2.2 LINE (PaperReading)

  • LINE: Large-scale Information Network Embedding (WWW ‘15)
  • Abstract
    • The method optimizes a carefully designed objective function that preserves both the local and global network structures.
    • An edge-sampling algorithm is proposed that addresses the limitation of the classical stochastic gradient descent and improves both the effectiveness and the efficiency of the inference.
    • (Practically, DeepWalk only applies to unweighted networks)
  • Introduction
    • The local structures are represented by the observed links in the networks, which capture the first-order proximity between the vertices.
    • As a complement, we explore the second-order proximity between the vertices, which is not determined through the observed tie strength but through the shared neighborhood structures of the vertices.
      • Nodes with shared neighbors are likely to be similar.
    • The edge-sampling method, which improves both the effectiveness and efficiency of the inference.
  • Problem definition
    • First-order Proximity: For each pair of vertices linked by an edge (u, v), the weight on that edge, w_{uv}, indicates the first-order proximity between u and v. If no edge is observed between u and v, their first-order proximity is 0.
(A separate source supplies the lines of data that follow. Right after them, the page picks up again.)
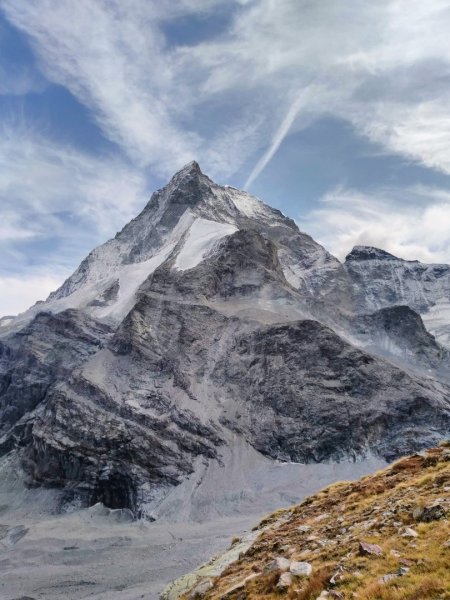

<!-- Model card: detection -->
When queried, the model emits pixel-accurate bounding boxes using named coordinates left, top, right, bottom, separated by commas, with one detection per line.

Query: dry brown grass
left=286, top=567, right=333, bottom=600
left=181, top=446, right=450, bottom=600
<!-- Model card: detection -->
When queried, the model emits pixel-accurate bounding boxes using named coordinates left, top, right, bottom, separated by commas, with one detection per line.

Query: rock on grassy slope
left=175, top=443, right=450, bottom=600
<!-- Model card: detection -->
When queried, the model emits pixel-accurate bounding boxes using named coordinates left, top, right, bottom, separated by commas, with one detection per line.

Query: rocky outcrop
left=211, top=319, right=450, bottom=462
left=351, top=305, right=449, bottom=374
left=345, top=245, right=450, bottom=313
left=0, top=309, right=112, bottom=438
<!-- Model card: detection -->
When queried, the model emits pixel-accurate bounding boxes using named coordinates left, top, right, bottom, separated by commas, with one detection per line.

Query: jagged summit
left=0, top=162, right=449, bottom=600
left=344, top=244, right=450, bottom=324
left=345, top=245, right=405, bottom=262
left=7, top=165, right=341, bottom=326
left=175, top=159, right=202, bottom=175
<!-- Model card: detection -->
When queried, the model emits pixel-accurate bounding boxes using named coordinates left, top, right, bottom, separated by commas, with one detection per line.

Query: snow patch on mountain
left=96, top=210, right=196, bottom=318
left=174, top=218, right=237, bottom=271
left=0, top=317, right=14, bottom=328
left=229, top=188, right=269, bottom=220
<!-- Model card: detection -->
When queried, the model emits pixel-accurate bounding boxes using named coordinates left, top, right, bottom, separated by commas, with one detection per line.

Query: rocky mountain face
left=344, top=245, right=450, bottom=349
left=0, top=162, right=449, bottom=519
left=344, top=245, right=450, bottom=313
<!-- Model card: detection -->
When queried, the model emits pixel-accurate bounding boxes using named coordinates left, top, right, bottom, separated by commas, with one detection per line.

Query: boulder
left=401, top=527, right=418, bottom=538
left=378, top=573, right=398, bottom=584
left=298, top=525, right=312, bottom=533
left=188, top=579, right=213, bottom=599
left=220, top=573, right=259, bottom=598
left=266, top=556, right=291, bottom=572
left=290, top=561, right=313, bottom=577
left=420, top=503, right=446, bottom=522
left=358, top=541, right=383, bottom=556
left=277, top=571, right=293, bottom=590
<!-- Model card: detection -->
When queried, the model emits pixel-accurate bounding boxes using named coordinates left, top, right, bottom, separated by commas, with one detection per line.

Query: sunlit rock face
left=0, top=162, right=449, bottom=517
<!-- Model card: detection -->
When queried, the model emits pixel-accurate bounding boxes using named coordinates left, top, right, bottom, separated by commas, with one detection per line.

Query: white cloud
left=3, top=0, right=450, bottom=183
left=0, top=65, right=46, bottom=96
left=0, top=0, right=449, bottom=317
left=0, top=270, right=70, bottom=317
left=301, top=185, right=450, bottom=264
left=0, top=124, right=149, bottom=316
left=244, top=85, right=321, bottom=188
left=0, top=0, right=250, bottom=179
left=176, top=0, right=450, bottom=182
left=0, top=123, right=148, bottom=239
left=0, top=0, right=199, bottom=176
left=352, top=100, right=450, bottom=175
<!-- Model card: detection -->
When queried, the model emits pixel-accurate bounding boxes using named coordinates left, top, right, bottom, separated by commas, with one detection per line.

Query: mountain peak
left=170, top=160, right=203, bottom=182
left=345, top=245, right=401, bottom=262
left=181, top=159, right=201, bottom=173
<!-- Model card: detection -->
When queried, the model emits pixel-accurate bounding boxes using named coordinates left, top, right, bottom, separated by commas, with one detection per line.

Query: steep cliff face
left=0, top=310, right=113, bottom=439
left=211, top=319, right=449, bottom=462
left=26, top=161, right=344, bottom=326
left=344, top=246, right=450, bottom=349
left=344, top=246, right=450, bottom=314
left=0, top=163, right=449, bottom=518
left=350, top=305, right=449, bottom=375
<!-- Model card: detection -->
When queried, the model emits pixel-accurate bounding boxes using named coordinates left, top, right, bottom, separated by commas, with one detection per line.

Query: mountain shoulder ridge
left=345, top=246, right=421, bottom=263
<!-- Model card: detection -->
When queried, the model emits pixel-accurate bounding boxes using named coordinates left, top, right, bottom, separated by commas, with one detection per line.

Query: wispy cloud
left=0, top=0, right=450, bottom=316
left=176, top=1, right=450, bottom=183
left=3, top=0, right=450, bottom=183
left=245, top=86, right=318, bottom=188
left=0, top=122, right=148, bottom=277
left=302, top=185, right=450, bottom=263
left=0, top=0, right=248, bottom=179
left=0, top=270, right=70, bottom=316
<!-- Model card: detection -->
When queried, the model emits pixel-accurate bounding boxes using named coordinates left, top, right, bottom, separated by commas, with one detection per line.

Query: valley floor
left=0, top=444, right=385, bottom=600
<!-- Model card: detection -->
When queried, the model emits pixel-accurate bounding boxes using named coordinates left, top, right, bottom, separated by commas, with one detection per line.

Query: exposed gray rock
left=0, top=309, right=113, bottom=442
left=359, top=541, right=383, bottom=556
left=0, top=162, right=449, bottom=523
left=290, top=561, right=312, bottom=577
left=345, top=245, right=450, bottom=313
left=418, top=502, right=447, bottom=522
left=401, top=527, right=418, bottom=538
left=277, top=571, right=293, bottom=589
left=211, top=318, right=450, bottom=462
left=298, top=525, right=312, bottom=533
left=0, top=524, right=28, bottom=546
left=378, top=573, right=398, bottom=584
left=351, top=305, right=449, bottom=375
left=344, top=245, right=450, bottom=348
left=266, top=556, right=291, bottom=572
left=188, top=578, right=213, bottom=599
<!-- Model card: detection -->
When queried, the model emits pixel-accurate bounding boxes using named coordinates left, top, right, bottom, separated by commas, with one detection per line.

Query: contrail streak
left=245, top=86, right=316, bottom=189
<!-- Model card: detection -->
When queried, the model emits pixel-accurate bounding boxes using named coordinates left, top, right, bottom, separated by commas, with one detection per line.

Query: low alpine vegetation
left=183, top=444, right=450, bottom=599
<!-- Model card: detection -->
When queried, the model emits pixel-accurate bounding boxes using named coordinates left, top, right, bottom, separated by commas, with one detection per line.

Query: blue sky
left=1, top=0, right=450, bottom=316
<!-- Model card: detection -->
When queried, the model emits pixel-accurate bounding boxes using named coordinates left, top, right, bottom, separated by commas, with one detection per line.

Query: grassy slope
left=182, top=444, right=450, bottom=600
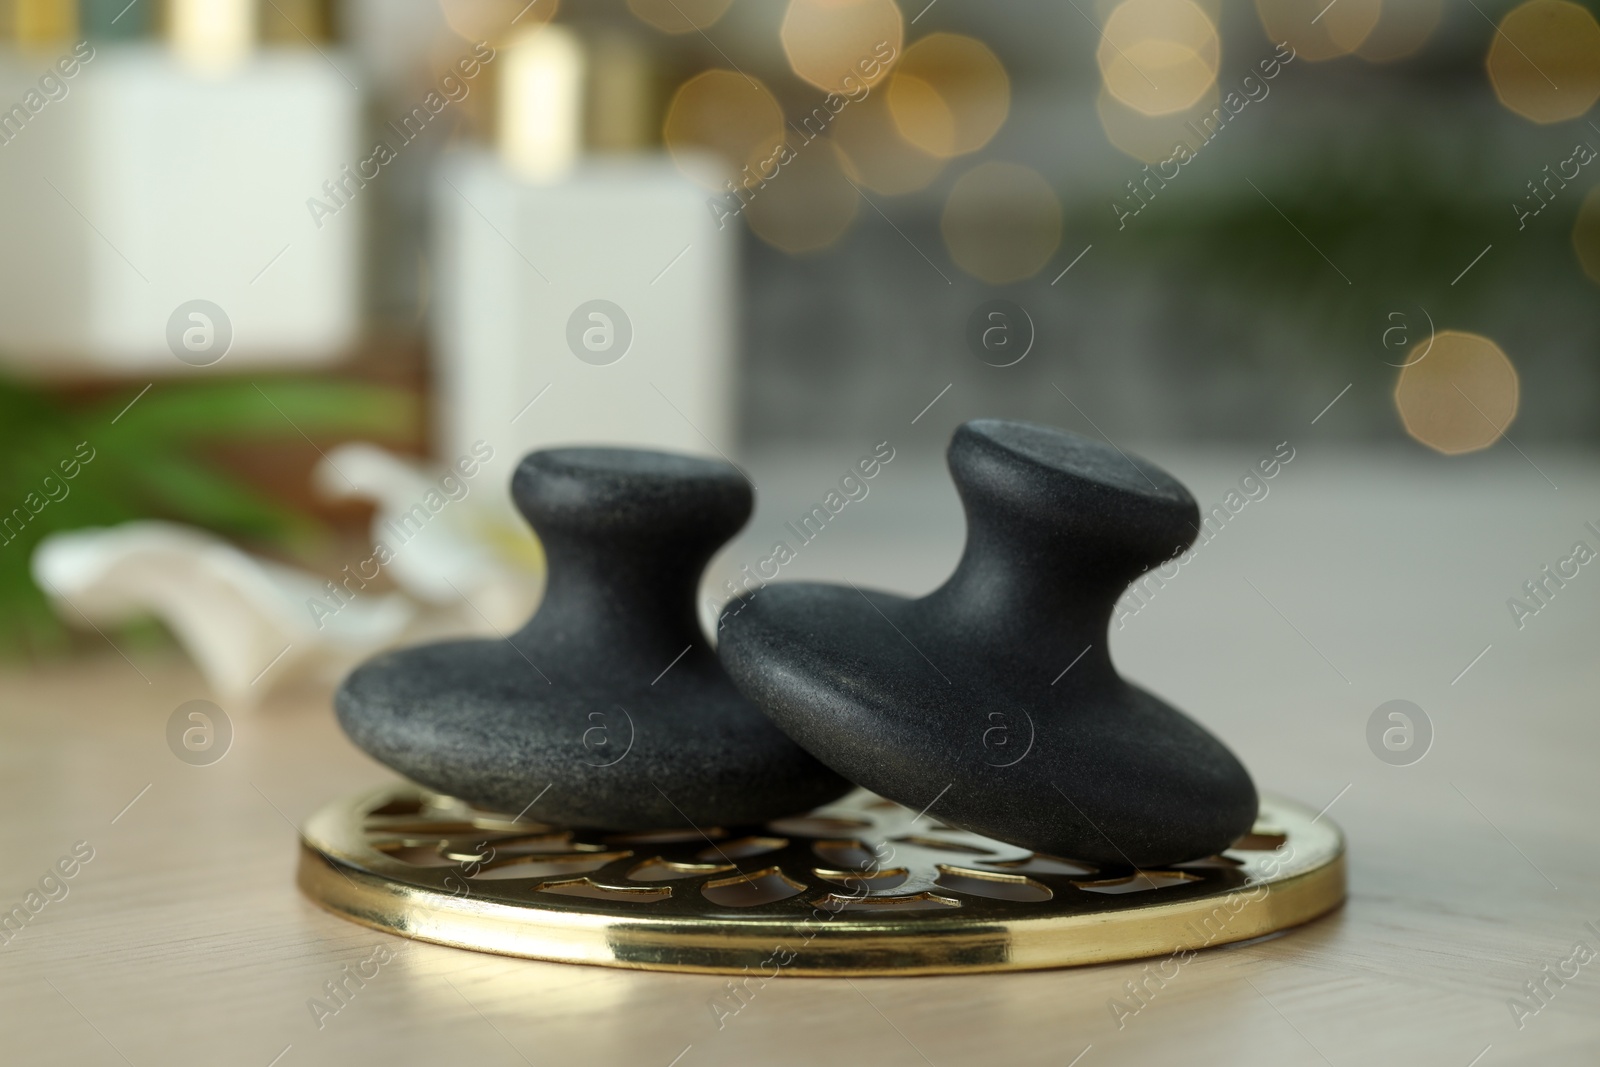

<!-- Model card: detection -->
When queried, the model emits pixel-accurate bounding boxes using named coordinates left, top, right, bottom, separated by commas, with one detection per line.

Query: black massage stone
left=336, top=447, right=851, bottom=828
left=717, top=419, right=1258, bottom=868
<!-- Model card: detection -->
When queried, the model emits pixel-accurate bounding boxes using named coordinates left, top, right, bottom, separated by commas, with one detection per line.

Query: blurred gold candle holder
left=6, top=0, right=79, bottom=46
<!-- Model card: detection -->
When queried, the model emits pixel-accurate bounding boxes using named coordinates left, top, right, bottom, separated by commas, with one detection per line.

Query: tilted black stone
left=336, top=447, right=852, bottom=828
left=716, top=418, right=1259, bottom=868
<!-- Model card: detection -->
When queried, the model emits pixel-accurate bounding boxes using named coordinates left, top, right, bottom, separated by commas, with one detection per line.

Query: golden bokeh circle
left=1254, top=0, right=1382, bottom=62
left=884, top=73, right=954, bottom=154
left=887, top=33, right=1010, bottom=158
left=1487, top=0, right=1600, bottom=125
left=1573, top=184, right=1600, bottom=284
left=439, top=0, right=556, bottom=40
left=1096, top=82, right=1219, bottom=165
left=1097, top=0, right=1220, bottom=116
left=743, top=140, right=860, bottom=254
left=663, top=70, right=788, bottom=192
left=627, top=0, right=734, bottom=34
left=1102, top=0, right=1220, bottom=68
left=941, top=162, right=1062, bottom=285
left=1394, top=331, right=1520, bottom=455
left=1356, top=0, right=1442, bottom=62
left=832, top=89, right=946, bottom=194
left=780, top=0, right=904, bottom=94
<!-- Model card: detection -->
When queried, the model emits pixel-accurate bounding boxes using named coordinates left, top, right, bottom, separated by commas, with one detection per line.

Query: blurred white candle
left=170, top=0, right=256, bottom=73
left=433, top=23, right=737, bottom=489
left=0, top=40, right=360, bottom=375
left=497, top=25, right=583, bottom=183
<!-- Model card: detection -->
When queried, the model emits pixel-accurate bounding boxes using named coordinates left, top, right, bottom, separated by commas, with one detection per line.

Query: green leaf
left=0, top=372, right=415, bottom=657
left=96, top=380, right=416, bottom=443
left=112, top=452, right=322, bottom=545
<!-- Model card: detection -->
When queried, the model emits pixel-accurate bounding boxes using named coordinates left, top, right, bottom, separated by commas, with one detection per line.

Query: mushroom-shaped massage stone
left=337, top=447, right=852, bottom=827
left=716, top=419, right=1258, bottom=867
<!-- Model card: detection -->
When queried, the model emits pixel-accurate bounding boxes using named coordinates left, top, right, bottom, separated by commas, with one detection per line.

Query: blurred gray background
left=344, top=0, right=1600, bottom=448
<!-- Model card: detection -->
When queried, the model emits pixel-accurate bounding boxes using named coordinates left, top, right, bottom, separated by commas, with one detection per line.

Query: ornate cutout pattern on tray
left=298, top=786, right=1345, bottom=975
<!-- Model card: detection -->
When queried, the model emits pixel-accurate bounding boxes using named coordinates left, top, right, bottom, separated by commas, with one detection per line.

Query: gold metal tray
left=298, top=785, right=1344, bottom=975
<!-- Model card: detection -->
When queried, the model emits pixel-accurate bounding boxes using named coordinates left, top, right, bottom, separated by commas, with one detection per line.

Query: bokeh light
left=1254, top=0, right=1381, bottom=62
left=1573, top=184, right=1600, bottom=285
left=941, top=162, right=1062, bottom=285
left=627, top=0, right=734, bottom=34
left=886, top=33, right=1010, bottom=158
left=743, top=140, right=860, bottom=254
left=1394, top=331, right=1520, bottom=455
left=1487, top=0, right=1600, bottom=125
left=439, top=0, right=555, bottom=41
left=1096, top=83, right=1218, bottom=165
left=663, top=71, right=788, bottom=192
left=1097, top=0, right=1220, bottom=116
left=1356, top=0, right=1442, bottom=63
left=831, top=90, right=945, bottom=194
left=781, top=0, right=904, bottom=95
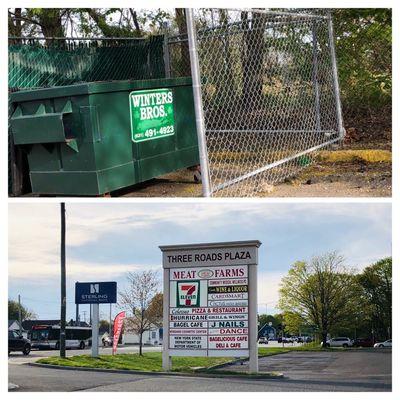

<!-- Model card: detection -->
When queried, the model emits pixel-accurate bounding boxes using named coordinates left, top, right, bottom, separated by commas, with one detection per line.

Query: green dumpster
left=10, top=77, right=199, bottom=195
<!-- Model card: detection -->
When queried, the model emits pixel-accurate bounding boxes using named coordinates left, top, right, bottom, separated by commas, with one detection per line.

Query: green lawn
left=36, top=344, right=348, bottom=373
left=36, top=352, right=232, bottom=373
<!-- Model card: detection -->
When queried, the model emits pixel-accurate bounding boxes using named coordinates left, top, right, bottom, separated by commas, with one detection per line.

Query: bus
left=29, top=325, right=92, bottom=350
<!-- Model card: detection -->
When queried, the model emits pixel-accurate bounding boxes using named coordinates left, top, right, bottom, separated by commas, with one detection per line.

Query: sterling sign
left=160, top=240, right=261, bottom=373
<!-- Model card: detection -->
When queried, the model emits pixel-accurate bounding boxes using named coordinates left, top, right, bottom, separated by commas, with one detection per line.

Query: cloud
left=9, top=201, right=391, bottom=306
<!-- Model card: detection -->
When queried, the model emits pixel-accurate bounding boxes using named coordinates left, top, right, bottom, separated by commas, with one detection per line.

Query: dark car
left=278, top=337, right=294, bottom=343
left=353, top=338, right=375, bottom=347
left=8, top=330, right=31, bottom=355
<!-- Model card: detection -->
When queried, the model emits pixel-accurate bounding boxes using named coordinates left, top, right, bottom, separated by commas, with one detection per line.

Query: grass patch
left=317, top=149, right=391, bottom=163
left=36, top=352, right=232, bottom=373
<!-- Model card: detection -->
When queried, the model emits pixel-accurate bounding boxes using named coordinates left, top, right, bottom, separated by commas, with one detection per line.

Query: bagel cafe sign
left=160, top=240, right=261, bottom=373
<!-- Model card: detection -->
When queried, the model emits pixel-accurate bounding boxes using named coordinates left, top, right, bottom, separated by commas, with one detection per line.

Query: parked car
left=374, top=339, right=392, bottom=348
left=322, top=337, right=353, bottom=347
left=296, top=336, right=312, bottom=343
left=8, top=330, right=31, bottom=355
left=278, top=337, right=294, bottom=343
left=353, top=338, right=375, bottom=347
left=258, top=337, right=268, bottom=344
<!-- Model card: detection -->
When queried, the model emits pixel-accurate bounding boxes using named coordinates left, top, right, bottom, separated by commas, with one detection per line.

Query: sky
left=8, top=201, right=391, bottom=322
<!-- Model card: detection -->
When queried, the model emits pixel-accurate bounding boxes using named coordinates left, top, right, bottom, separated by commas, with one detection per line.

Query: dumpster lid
left=10, top=77, right=193, bottom=102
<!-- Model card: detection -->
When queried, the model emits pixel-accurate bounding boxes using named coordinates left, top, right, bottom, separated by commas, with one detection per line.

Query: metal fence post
left=312, top=20, right=321, bottom=133
left=327, top=11, right=345, bottom=139
left=185, top=8, right=212, bottom=197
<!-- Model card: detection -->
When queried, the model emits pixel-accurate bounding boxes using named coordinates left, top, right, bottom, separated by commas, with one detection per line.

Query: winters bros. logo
left=177, top=281, right=200, bottom=307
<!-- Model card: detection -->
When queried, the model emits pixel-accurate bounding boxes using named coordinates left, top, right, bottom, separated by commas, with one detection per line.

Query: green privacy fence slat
left=8, top=35, right=166, bottom=195
left=8, top=35, right=165, bottom=89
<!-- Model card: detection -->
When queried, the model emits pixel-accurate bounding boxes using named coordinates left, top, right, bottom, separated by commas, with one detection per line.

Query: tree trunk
left=139, top=330, right=143, bottom=356
left=175, top=8, right=191, bottom=76
left=321, top=331, right=328, bottom=347
left=129, top=9, right=141, bottom=35
left=8, top=8, right=22, bottom=39
left=36, top=10, right=65, bottom=45
left=241, top=11, right=267, bottom=108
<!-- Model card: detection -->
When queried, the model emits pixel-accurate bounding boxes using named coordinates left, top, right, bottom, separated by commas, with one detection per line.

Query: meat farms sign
left=160, top=240, right=261, bottom=373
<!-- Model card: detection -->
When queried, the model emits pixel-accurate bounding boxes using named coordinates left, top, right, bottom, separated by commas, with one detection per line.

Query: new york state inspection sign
left=129, top=88, right=175, bottom=143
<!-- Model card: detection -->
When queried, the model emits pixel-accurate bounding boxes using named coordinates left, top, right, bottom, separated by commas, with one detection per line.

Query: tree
left=99, top=319, right=110, bottom=333
left=118, top=270, right=160, bottom=355
left=357, top=257, right=392, bottom=340
left=8, top=299, right=36, bottom=321
left=278, top=252, right=359, bottom=346
left=258, top=314, right=280, bottom=330
left=146, top=292, right=163, bottom=327
left=241, top=11, right=267, bottom=104
left=282, top=311, right=307, bottom=336
left=333, top=8, right=392, bottom=114
left=174, top=9, right=191, bottom=76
    • The second-order proximity between a pair of vertices (u, v) in a network is the similarity between their neighborhood network structures. let p_u = (w_{u,1}, . . . , w_{u,|V |}) denote the first-order proximity of u with all the other vertices, then the second-order proximity between u and v is determined by the similarity between p_u and p_v. If no vertex is linked from/to both u and v, the second-order proximity between u and v is 0.
  • Method
    • Model Description
      • 通过优化两个节点的之间某个特征(embedding之间的某个计算公式)和其经验概率(node之间的某个计算公式)的KL散度,使其和经验概率的距离不断接近,来优化node embedding.
      • First-order proximity
        first-order
        • embedding特征:joint probability
        • 节点的特征:边的权重占图中所有边总权重的比例
      • Second-order Proximity
        second-order
        • embedding的特征:context, conditional distribution
        • 节点的特征:边的权重/该节点的出度
      • Concatenate the embeddings of first-order proximity and second-order proximity.
    • Model Optimization
      • Negative sampling
      • Asynchronous stochastic gradient algorithm (ASGD)
      • Edge Sampling: The alias table method
    • Discussion
      • Low-degree vertices: Add higher-order neighbors
      • New vertices
        • 问题:之前节点的embedding还是需要重新计算?